LightFury Games has turned cricket fandom into a funding story with real mobile-game stakes. The Bengaluru studio raised $11 million in pre-Series A money on April 23, 2026, and the round is unusual because it is not just institutional capital. MS Dhoni, Jasprit Bumrah, Hardik Pandya, Shreyas Iyer, Ravindra Jadeja, Tilak Varma and Sai Sudharsan all came in as strategic backers, alongside Blume Ventures, V3 Ventures, Times Internet and MIXI.
The company said the new cash will go straight into finishing eCricket and building the live-operations stack that keeps a mobile sports game alive after launch, including post-launch content pipelines and the systems needed to support updates at scale. LightFury is building the game on Unreal Engine 5, with physics-led gameplay, real-time decision systems, AI-driven commentary and a broadcast-style presentation. That mix matters because most cricket games have lived in the shadow of arcade handling or real-money formats. LightFury is betting there is room for something closer to a premium sports franchise, not another throwaway licensed title.

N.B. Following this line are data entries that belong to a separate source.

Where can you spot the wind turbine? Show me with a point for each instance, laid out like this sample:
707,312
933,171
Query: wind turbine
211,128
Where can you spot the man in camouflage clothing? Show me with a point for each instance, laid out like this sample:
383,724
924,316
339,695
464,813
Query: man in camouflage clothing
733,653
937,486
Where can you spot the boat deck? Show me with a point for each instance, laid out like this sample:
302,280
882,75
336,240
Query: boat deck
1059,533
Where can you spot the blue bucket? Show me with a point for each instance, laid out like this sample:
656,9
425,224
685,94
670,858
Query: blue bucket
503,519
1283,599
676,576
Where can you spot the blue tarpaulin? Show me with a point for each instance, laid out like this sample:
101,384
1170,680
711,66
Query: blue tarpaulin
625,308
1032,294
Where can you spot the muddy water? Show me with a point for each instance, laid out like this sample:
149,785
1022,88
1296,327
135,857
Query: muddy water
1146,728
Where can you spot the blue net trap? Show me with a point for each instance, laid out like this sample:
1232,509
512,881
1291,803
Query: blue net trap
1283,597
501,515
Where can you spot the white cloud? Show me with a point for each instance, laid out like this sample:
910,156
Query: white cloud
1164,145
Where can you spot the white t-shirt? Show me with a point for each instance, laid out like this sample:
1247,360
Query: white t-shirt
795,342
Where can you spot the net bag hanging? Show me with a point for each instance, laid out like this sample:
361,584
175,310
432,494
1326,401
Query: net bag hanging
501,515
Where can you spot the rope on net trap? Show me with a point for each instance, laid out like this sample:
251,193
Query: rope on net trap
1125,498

The roster behind the game makes that bet even louder. LightFury said it secured a global player licence covering more than 600 professional cricketers, including Chris Gayle, Joe Root, Ben Stokes, Kane Williamson, Pat Cummins, Jos Buttler, Travis Head and Andre Russell. The studio said more than 150,000 users have already signed up for early access, a useful sign that the pitch is landing before a public launch. LightFury has also said eCricket is slated for a mobile release in 2026, with a phased expansion to PC and console around 2027-28.

That ambition lands at exactly the right moment for India, where mobile gaming is huge but still badly under-monetized. Sensor Tower said India recorded 8.45 billion mobile-game installs in FY 2024-25, but in-app-purchase revenue was just over $400 million. In other words, the audience is there, the spending curve is still shallow, and a cricket game with celebrity credibility has a chance to push harder on monetization without immediately drifting into the real-money gaming lane.

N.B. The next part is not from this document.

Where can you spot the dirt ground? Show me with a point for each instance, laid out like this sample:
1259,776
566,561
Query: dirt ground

LightFury was founded in 2024 by Karan Shroff, Tina Balachandran and Anurag Banerjee. Shroff previously served as chief marketing officer at Unacademy, Balachandran worked at Unacademy and Tencent Games, and Banerjee came from Ubisoft Singapore. The studio opened its first Bengaluru facility near Bengaluru International Airport on July 9, 2024, after an $8.5 million seed round led by Blume Ventures and MIXI. The bigger question now is whether star-powered capital can do for cricket what a lot of publishers have failed to do for years: turn the sport’s massive digital audience into a durable mobile IP instead of a niche download spike.